Fractions are a way of representing numbers that are not whole. They consist of two parts: a numerator and a denominator. The numerator is the number on top, indicating how many parts we have. The denominator is the number at the bottom, showing how many parts make up a whole. For example, in the fraction \( \frac{1}{4} \), 1 is the numerator and 4 is the denominator. It represents one part out of four equal parts of a whole.
Working with fractions can sometimes be tricky, especially when it involves operations like multiplication or exponentiation. But understanding the basic structure of fractions will help simplify these processes.

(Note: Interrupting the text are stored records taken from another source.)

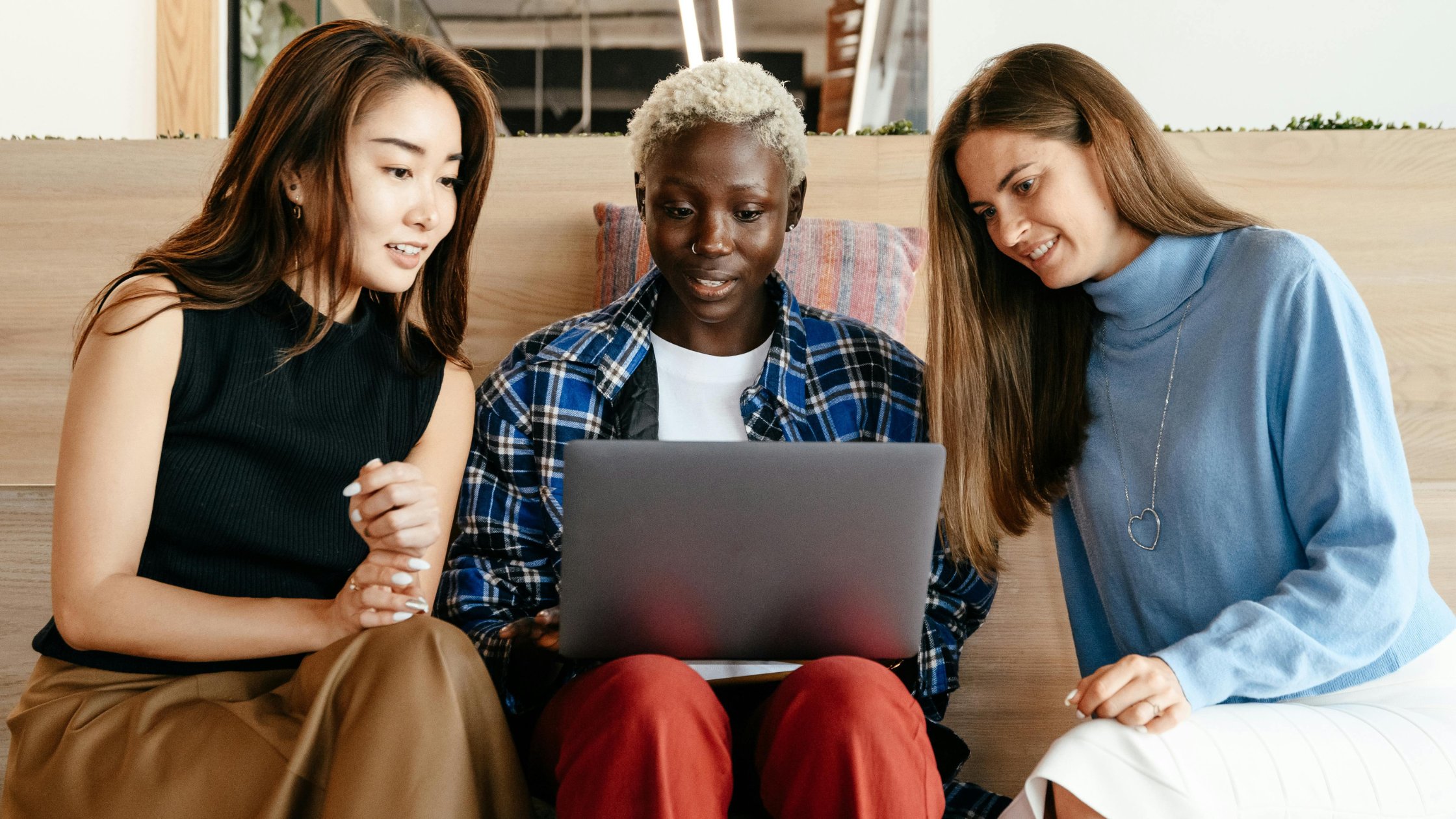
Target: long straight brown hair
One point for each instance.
(246, 238)
(1006, 356)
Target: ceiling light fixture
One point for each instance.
(868, 28)
(730, 31)
(695, 47)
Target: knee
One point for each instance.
(650, 691)
(852, 688)
(417, 645)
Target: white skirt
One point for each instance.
(1386, 748)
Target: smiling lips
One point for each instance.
(405, 254)
(1041, 250)
(710, 289)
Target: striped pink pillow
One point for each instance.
(864, 270)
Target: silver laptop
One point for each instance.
(748, 550)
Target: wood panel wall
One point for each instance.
(188, 63)
(1384, 205)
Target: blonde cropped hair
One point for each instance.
(723, 91)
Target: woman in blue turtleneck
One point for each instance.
(1204, 406)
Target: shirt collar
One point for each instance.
(618, 337)
(1155, 283)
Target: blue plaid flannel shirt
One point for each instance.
(827, 378)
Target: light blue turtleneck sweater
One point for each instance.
(1292, 560)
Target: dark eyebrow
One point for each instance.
(415, 149)
(1006, 178)
(682, 183)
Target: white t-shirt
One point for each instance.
(698, 395)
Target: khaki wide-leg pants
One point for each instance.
(398, 722)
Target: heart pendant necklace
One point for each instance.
(1158, 450)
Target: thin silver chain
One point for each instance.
(1158, 450)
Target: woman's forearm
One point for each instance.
(135, 616)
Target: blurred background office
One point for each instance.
(137, 69)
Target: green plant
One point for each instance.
(1318, 123)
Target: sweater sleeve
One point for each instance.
(1347, 495)
(1091, 633)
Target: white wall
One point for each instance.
(1251, 63)
(79, 69)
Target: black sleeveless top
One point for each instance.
(257, 455)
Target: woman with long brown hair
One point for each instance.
(1204, 407)
(267, 428)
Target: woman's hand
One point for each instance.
(541, 631)
(382, 591)
(393, 508)
(1138, 691)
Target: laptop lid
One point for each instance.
(748, 550)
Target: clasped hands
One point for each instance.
(396, 514)
(1141, 693)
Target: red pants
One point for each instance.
(647, 738)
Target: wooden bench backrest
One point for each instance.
(1382, 203)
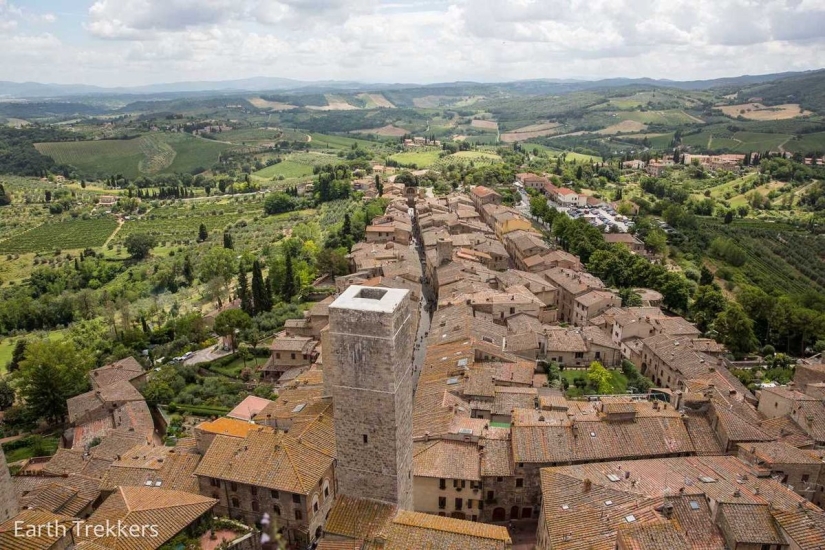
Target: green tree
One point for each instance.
(6, 393)
(261, 294)
(278, 203)
(243, 291)
(51, 373)
(599, 378)
(231, 323)
(188, 270)
(17, 355)
(708, 302)
(705, 276)
(330, 261)
(735, 330)
(139, 245)
(289, 286)
(656, 241)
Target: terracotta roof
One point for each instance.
(125, 369)
(496, 458)
(153, 466)
(445, 458)
(282, 462)
(44, 539)
(358, 518)
(597, 441)
(248, 408)
(169, 511)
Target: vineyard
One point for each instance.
(65, 235)
(149, 154)
(779, 257)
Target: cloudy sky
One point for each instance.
(135, 42)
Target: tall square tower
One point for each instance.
(371, 336)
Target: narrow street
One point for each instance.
(426, 309)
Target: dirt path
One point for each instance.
(120, 223)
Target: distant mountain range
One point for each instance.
(36, 90)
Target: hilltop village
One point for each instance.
(428, 403)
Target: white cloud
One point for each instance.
(147, 41)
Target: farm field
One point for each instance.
(66, 235)
(388, 130)
(421, 159)
(374, 101)
(148, 154)
(286, 168)
(530, 131)
(757, 111)
(324, 141)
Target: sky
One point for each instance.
(139, 42)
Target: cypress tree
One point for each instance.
(288, 288)
(261, 294)
(188, 270)
(243, 292)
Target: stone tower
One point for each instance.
(371, 334)
(8, 495)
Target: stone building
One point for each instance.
(8, 496)
(371, 334)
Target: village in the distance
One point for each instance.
(528, 315)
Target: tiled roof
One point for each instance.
(248, 408)
(596, 441)
(44, 539)
(153, 466)
(445, 458)
(281, 462)
(414, 530)
(651, 536)
(496, 458)
(776, 452)
(749, 523)
(125, 369)
(169, 511)
(358, 518)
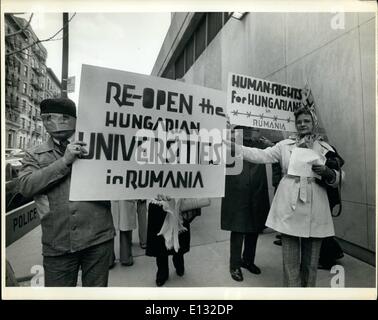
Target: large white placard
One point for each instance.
(147, 136)
(259, 103)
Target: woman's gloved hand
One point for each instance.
(324, 172)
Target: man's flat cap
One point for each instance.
(59, 105)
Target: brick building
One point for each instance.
(28, 82)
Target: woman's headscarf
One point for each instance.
(308, 106)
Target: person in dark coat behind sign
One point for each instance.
(245, 208)
(156, 245)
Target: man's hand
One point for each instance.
(163, 197)
(324, 172)
(74, 150)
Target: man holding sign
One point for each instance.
(75, 234)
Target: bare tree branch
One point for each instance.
(22, 29)
(40, 41)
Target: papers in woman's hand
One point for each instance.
(301, 161)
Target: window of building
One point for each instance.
(189, 54)
(208, 27)
(200, 42)
(26, 53)
(214, 25)
(9, 140)
(180, 66)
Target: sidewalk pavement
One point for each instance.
(206, 265)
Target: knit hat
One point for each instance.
(59, 105)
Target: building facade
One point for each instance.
(333, 52)
(27, 79)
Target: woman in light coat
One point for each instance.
(125, 214)
(300, 209)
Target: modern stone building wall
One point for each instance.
(337, 63)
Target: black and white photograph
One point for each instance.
(193, 152)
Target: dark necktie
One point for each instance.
(63, 145)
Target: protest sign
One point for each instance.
(259, 103)
(147, 136)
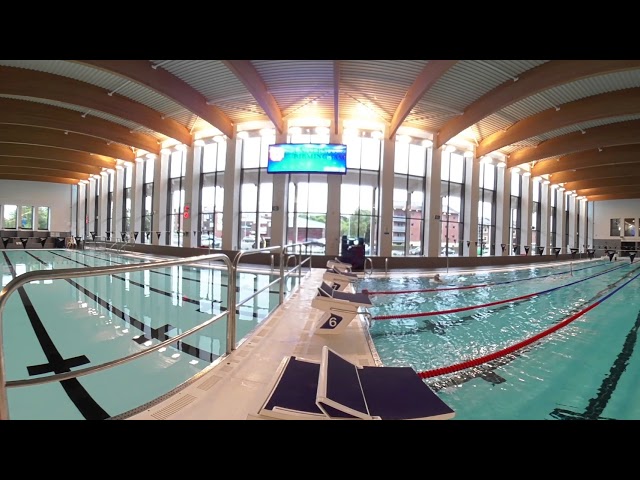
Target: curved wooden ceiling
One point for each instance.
(574, 122)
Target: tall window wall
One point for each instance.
(96, 207)
(256, 189)
(148, 167)
(308, 195)
(213, 162)
(126, 201)
(536, 213)
(175, 198)
(452, 204)
(515, 206)
(360, 189)
(408, 196)
(487, 209)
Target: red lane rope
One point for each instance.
(454, 310)
(506, 351)
(498, 302)
(392, 292)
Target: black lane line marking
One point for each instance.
(84, 402)
(141, 263)
(609, 384)
(148, 333)
(153, 289)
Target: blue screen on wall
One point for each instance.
(307, 158)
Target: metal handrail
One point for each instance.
(368, 259)
(27, 277)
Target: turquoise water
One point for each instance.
(61, 325)
(587, 369)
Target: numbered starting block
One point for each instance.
(340, 266)
(339, 280)
(339, 307)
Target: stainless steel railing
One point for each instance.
(27, 277)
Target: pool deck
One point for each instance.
(235, 388)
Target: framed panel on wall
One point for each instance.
(614, 228)
(629, 227)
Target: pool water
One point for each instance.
(584, 370)
(57, 326)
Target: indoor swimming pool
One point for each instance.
(528, 344)
(56, 326)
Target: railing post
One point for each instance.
(281, 275)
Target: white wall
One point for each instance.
(56, 196)
(605, 210)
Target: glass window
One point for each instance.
(10, 216)
(359, 192)
(630, 227)
(408, 199)
(43, 218)
(614, 227)
(26, 218)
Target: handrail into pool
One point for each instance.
(65, 273)
(280, 250)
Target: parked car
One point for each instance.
(209, 240)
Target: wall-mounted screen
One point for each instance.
(307, 158)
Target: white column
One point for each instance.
(385, 213)
(472, 188)
(526, 208)
(82, 214)
(231, 218)
(545, 207)
(137, 177)
(503, 211)
(191, 196)
(572, 223)
(433, 203)
(103, 206)
(560, 224)
(160, 186)
(334, 183)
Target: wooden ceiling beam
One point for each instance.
(548, 75)
(35, 178)
(57, 138)
(621, 133)
(21, 112)
(22, 150)
(31, 83)
(595, 107)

• The numerator (top part) indicates how many parts we are considering.
• The denominator (bottom part) tells us how many parts make up a whole

Multiplying fractions is an important math skill, and it's simpler than it might initially seem. To multiply two fractions, multiply the numerators together to get a new numerator, and the denominators together to get a new denominator. For example, \( \frac{1}{4} \times \frac{1}{4} \) becomes \( \frac{1 \times 1}{4 \times 4} = \frac{1}{16} \).
When you have more than two fractions, like in the problem \( \left(\frac{1}{4}\right)^3 = \frac{1}{4} \times \frac{1}{4} \times \frac{1}{4} \), you simply continue the process. Multiply the result of the first multiplication (\( \frac{1}{16} \)) with the next fraction (\( \frac{1}{4} \)):

• \( \frac{1}{16} \times \frac{1}{4} \) results in \( \frac{1 \times 1}{16 \times 4} = \frac{1}{64} \)

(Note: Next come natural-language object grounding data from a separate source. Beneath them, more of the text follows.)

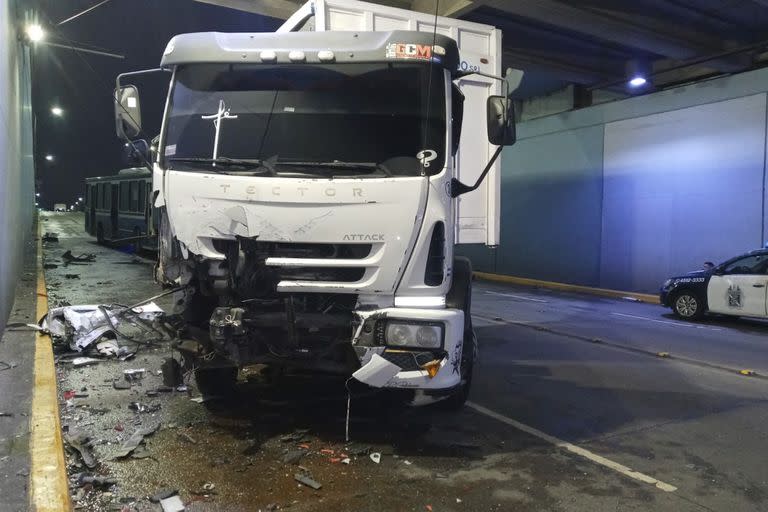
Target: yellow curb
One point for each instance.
(48, 474)
(524, 281)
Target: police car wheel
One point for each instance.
(687, 305)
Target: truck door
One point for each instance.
(740, 287)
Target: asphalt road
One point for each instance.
(556, 421)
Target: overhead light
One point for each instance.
(638, 71)
(35, 32)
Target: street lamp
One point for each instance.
(35, 32)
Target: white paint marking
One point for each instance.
(597, 459)
(668, 322)
(515, 296)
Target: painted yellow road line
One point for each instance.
(597, 459)
(604, 292)
(48, 474)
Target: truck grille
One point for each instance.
(409, 360)
(299, 250)
(341, 275)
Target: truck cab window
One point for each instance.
(370, 113)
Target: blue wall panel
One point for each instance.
(555, 198)
(682, 187)
(684, 183)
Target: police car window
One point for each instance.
(749, 265)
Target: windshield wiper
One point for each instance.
(249, 163)
(337, 164)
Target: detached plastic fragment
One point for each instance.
(82, 258)
(307, 480)
(81, 326)
(172, 504)
(377, 373)
(134, 441)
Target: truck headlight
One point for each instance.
(414, 334)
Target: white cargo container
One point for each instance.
(478, 213)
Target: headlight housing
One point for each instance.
(405, 333)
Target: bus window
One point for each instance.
(123, 196)
(134, 196)
(142, 197)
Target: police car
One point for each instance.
(736, 287)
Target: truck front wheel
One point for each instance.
(456, 401)
(460, 297)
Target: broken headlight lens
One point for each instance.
(407, 334)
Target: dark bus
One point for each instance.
(119, 208)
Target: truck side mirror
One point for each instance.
(127, 112)
(136, 153)
(501, 121)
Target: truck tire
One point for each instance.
(198, 310)
(460, 297)
(136, 242)
(216, 381)
(100, 234)
(456, 401)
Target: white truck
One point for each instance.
(307, 184)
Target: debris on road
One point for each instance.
(134, 441)
(82, 258)
(82, 445)
(107, 347)
(294, 456)
(163, 494)
(307, 480)
(82, 361)
(96, 480)
(172, 504)
(172, 373)
(134, 374)
(186, 437)
(358, 449)
(121, 384)
(80, 326)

The key to multiplying fractions is to simplify whenever possible to keep the calculations manageable.

Simplification is the process of reducing a mathematical expression to its simplest form. This often involves performing multiplication or division and reducing fractions.
After multiplying the fractions, you should check if the resulting fraction can be reduced. A fraction is in its simplest form when the numerator and the denominator have no common factors other than 1. In the expression \( \frac{1}{64} \), the fraction is already simplified because 1 and 64 have no common factors.

• Ensure multiplication steps are correct.
• Check if you can divide both the numerator and denominator by the same number, other than 1, to simplify.

Understanding when to stop simplifying is essential, as sometimes the fraction is already in its simplest form when you finish multiplying.